Addressing the fears that robots could replace jobs in large numbers, Zoran Stancic, Deputy Director-General at the European Commission, DG CONNECT, pointed out that “there is clear information that robots don’t steal jobs, we have to make this information freely available to all stakeholders”.
Jorg Hofmann, who is member of the Supervisory Board of Daimler AG and Vice Chairman of the German Metalworkers’ Union (IG Metall), highlighted that “past waves of innovation have been counterbalanced by gains in other sectors: it’s not a question of jobs, it’s a question of quality of jobs, and how we qualify our workforce to manage this change.”
“We need the human being; we need smart factories, not dark factories. We need to train people to work in these factories, with increased skills. A new generation R [for robots] is developing autonomous cars and co-working robots. To develop robot systems that are easy to use by people – that’s a key driver,” said Bernd Liepert, President of euRobotics and CINO of industrial robotics manufacturer, KUKA.
“In general, introducing robotics increases employment: as we work with robots, productivity goes up and generates income”, explained Maarten Goos, leading researcher in this area from Leuven University’s Research Centre of Monetary and Information Economics.
The European Institutions are actively considering the economic and societal changes brought about by robotics. The European Parliament is engaged in these discussions. “The overall goals are to strengthen the European economy and protect the social and fundamental rights of the citizen”, announced Mady Delvaux-Stehres, MEP and Vice-Chair of the European Parliament’s Legal Affairs Committee.

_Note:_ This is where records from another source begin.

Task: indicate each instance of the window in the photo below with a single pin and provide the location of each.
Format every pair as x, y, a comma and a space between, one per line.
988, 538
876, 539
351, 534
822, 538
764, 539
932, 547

The panel concluded that communicating the realities of robotics to the wider public is key. Co-working with robots, the panel agreed, will be one of the evolutions of society.
About ERF 2015
After its start in San Sebastian in 2010, this annual event has quickly become the most influential meeting of the European robotics scene. With ERF2015, this prestigious event has been for the first time in Austria.
ERF2015 took place on 11-13 March 2015, at the “Aula der Wissenschaften” and hosted more than 30 community-driven workshops with topics covering the newest developments and trends within robotics. ERF2015 was organised by euRobotics with local support from Prof. Markus Vincze of the Automation and Control Institute at Technical University of Vienna (TU Wien).
About euRobotics AISBL
euRobotics AISBL, based in Brussels, is an international non-profit association representing stakeholders in European robotics.
One of the association’s main missions is to work with the European Institutions and other stakeholders to develop and implement a strategy and a roadmap for research, technological development and innovation in robotics. With 230 members, euRobotics is the Voice of Robotics in Europe.